Директор «Орла» Володя Лебедев выдал нам ключи от барака и занялся своим хозяйством. Жена Анна, шестилетняя дочка Марфа и я обошли бараки, встретили знакомых из Германии, чету Лешки Махровых из Гренобля, одинокого киношника Женьку Лунгина, «цветовода» Глиера. Мы сразу составили общую компанию и за обеденным столом, и на прогулках к океану. Вскорости к нам присоединился француз Жак, игравший на баяне и певший русские частушки. Я научил его одной:
Готовила «власовка» Клава, говорившая с ужасным украинским акцентом донбасского разлива. С ней работала пара добровольных помощниц из Германии, здоровенных девиц, приехавших на мотоциклах. Мне было смешно смотреть на эту троицу, потому что в «Третьем рейхе» расположение было иным — Клава чистила картошку, а кухней управляли немки. Николай Николаевич сидел на ступеньках своего жилья, прицепного вагончика с удобствами, единственной металлической вещи в деревянном лагере. Он скручивал вонючие сигареты из черного табака и внимательно рассматривал чистивших картошку грудастых и жопастых немок.
В день моего рождения, 9 июля, я попросил Клаву приготовить мне праздничный ужин и охладить водку на вечер. Праздник получился славный, все перепились и обожрались, баянист Жак упал на баян, русские начали драться. Глиер стукнул по уху Лунгину, отбившему у него немку, их растащили по кустам, где они заснули. После утреннего похмелья начальник лагеря сказал мне, что такой пьянки у него давно не было.
Дочка и жена загорели до черноты, их можно было легко принять за эфиопов. У загоревшей Марфы с особым блеском выделялись голубые глаза.
Мы прожили в этом лагере десять дней, потом сели на поезд в сторону Прованса.
5. Разгром первого сквата
Я верил в вечность сквата, знал, что богема бессмертна, но скват «Аргклош» доживал последние деньки.
Весной 1985-го кто-то пустил утку, что главные деятели А. К. И. подкуплены строительной компанией и получают бесплатные квартиры в центре Парижа. На запись в «Артклошинтерн» сразу образовалась давка. В бывшем гараже тяжелых грузовиков, густо политом мазутом, сибирский формалист Эдуард Зеленин с рослым и женатым сыном возвел керамическую печь на ворованном электричестве.
Прочно устроился питерский академик, вечно голодное дитя ленинградской блокады Вова Бугрин. Все думали, что он получил крупный эротический заказ от Басмаджана и нуждается в большом светлом помещении для экзекуции. С помощью двух дезертиров Красной Армии, прилетевших из Кабула, он отгрохал на чердаке с дырявой крышей огромное пространство, не заплатив членского взноса сторожу Помпону, После тщательных розысков Аида установила, что никакого эротического заказа не предвидится, а просто подруга академика, подданная королевы Великобритании и суровая мать троих малолетних детей, выставила бездоходного сожителя на улицу.
Помещение В. А. Бугрина, рисовавшего сцены из греческой мифологии, выглядело вызывающим пугалом по соседству с каморкой бродячих, высыхающих от спида Пьеро и Жанно. Когда же в отсутствии академика кто-то проник в неприступное городище русского задаваки и заметно нагадил посередине, Бугрин понял, что живая действительность несовместима с прочным домостроем.

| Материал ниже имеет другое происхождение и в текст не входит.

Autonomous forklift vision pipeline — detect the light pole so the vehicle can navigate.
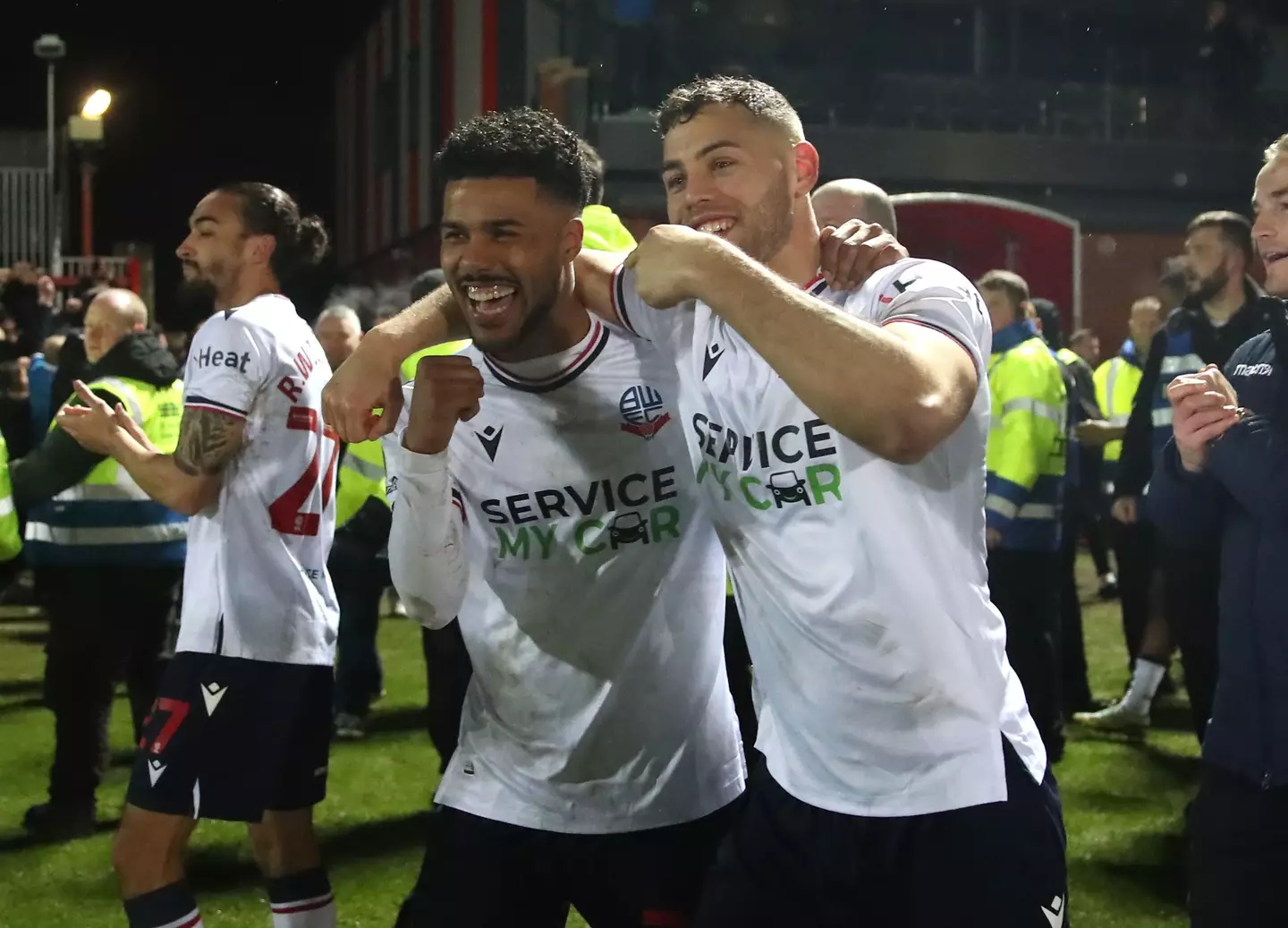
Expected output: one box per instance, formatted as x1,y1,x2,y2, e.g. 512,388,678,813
32,33,67,275
67,88,112,258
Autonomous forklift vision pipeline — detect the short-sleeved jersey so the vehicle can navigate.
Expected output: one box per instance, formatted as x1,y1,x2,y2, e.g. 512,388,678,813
386,319,743,834
176,295,339,664
613,259,1046,816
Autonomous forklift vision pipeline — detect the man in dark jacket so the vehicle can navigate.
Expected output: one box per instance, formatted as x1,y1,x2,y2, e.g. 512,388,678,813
1082,213,1267,741
11,290,187,840
1148,135,1288,928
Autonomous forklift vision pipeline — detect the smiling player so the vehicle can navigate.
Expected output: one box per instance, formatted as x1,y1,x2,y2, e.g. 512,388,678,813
386,109,743,928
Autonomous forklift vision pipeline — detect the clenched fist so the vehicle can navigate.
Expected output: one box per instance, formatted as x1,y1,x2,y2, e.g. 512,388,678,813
624,226,726,310
403,354,483,454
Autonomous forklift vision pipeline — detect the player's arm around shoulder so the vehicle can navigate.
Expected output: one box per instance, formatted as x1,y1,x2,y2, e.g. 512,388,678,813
381,354,483,627
870,258,992,456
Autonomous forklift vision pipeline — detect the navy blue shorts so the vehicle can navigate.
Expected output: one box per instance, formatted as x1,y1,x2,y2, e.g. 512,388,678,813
395,799,741,928
125,651,334,822
693,744,1069,928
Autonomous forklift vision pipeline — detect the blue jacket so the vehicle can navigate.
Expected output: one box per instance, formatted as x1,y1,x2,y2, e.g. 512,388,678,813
27,353,61,441
1148,301,1288,787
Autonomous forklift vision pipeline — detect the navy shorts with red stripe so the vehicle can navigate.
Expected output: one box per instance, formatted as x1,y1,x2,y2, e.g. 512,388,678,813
693,738,1069,928
126,651,334,822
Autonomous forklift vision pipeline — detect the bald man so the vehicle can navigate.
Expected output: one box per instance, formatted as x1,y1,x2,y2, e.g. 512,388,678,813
11,289,187,840
813,178,898,236
313,304,362,370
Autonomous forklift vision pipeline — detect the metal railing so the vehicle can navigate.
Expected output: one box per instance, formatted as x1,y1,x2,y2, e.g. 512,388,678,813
0,167,56,268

Американский рабочий Олег Соханевич, или «Сах», поставил брезентовый ночлег для бесплатных ночевок на французской территории. Давний обитатель советских общаг, Сах легко вписался в общую композицию парижского сквата. Проблем с языком у него не было. Главари сквата изъяснялись по-английски и ценили американского скульптора, гнувшего галстуки из железнодорожных рельсов. Я с ним дружил. Социально близкий товарищ. Когда Жан Старк, ученик Жана Дюбюффе, попросил меня поддержать гибнущий скват выставкой, я без долгих размышлений согласился повесить сто картин. Мне предложили три этажа. Собирать выставку мне помогали Коля Павловский, взявший на себя составление буклета, молодой художник из Питера Захар Чернышев, безукоризненно точный и деловой парень, помогавший в развеске и транспортировке картин, и, конечно, Анри Шурдер, обеспечивший буфет.
— Пусть знает Ширак, что мы не только курим травку, но и работаем в искусстве, пусть и неизвестными личностями!
По ночам бомбовое депо запиралось, но внутри нашпигованный людьми скват таил непредвиденные сюрпризы. Могли возникнуть драка и пьянка, взлом и кража. Днем же любой посетитель мог войти, снять пару картин и унести с собой. В сквате я не ночевал, следовательно, с самого начала шел на определенный риск во имя профессиональной солидарности и спасения чести и достоинства искусства.